While the Directive had been in force for a number of years, the Italian government had failed to transpose it within the time allowed, therefore no domestic legislation existed concerning the facts of the case. As was common knowledge to Member States, a failure to adopt Directives in the prescribed period results in a loss of profit to the Member State when defending against direct effect claims by their citizens. In this instance however, the terms of the Directive, while both clear and precise, were related to dealings between individuals and so not subject to the benefit of protection, unless transposed under the guidance of Community law and within the adoption window.
This presented the national court with a dilemma, inasmuch as they were unable to determine exactly what rights the claimant had when seeking cancellation of the contract, and if consideration was ultimately due to the vendor as per the terms of their agreement. For this reason the court sought a preliminary ruling under art.177 and requested that the European Court of Justice clarify (i) if the terms of the Directive were clear and precise enough to provide direct effect and (ii) whether despite a failure to adopt the measures in accordance with the Treaty, the claimant could rely upon them to enforce her individual right to cancel.
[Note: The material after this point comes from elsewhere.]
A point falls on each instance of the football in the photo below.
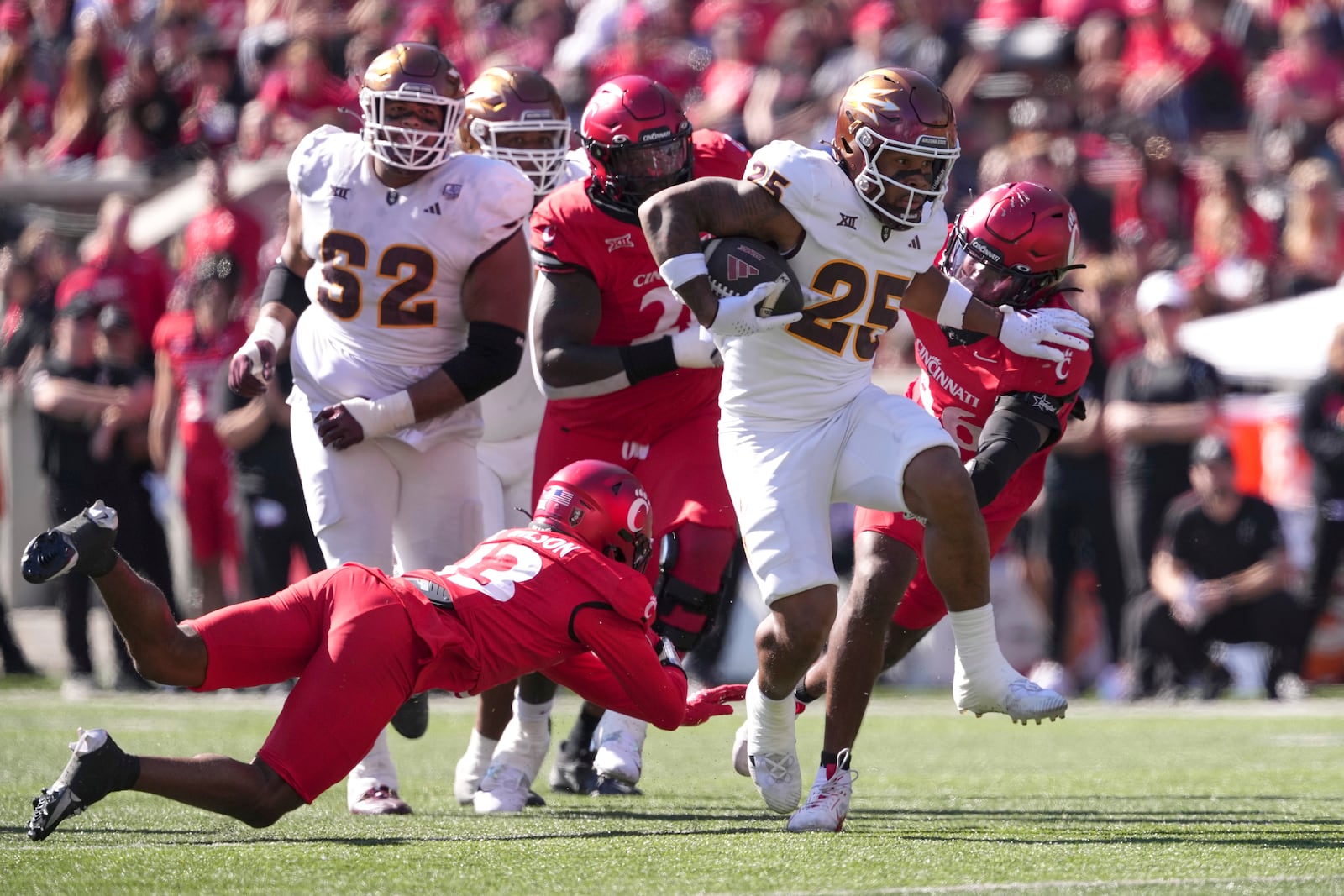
(737, 264)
Having examined the arguments around horizontal effect between parties and the power of Directives, it was agreed that for reasons of legal certainty, future consideration must be given to broaden the scope of those entitlements when applying them to private and not public matters. That aside, it was still held that although the terms of the Directive were that of horizontal dealings, it was not possible for the claimant to rely upon them when seeking to terminate her agreement with the vendor. However, because the Italian government had failed to adopt the Directive, and in light of the fact that there existed no domestic legislation to settle the matter, it was now possible for the national courts to transpose the effects of the Doorstep Selling Directive in order that a remedy could be provided in favour of the consumer.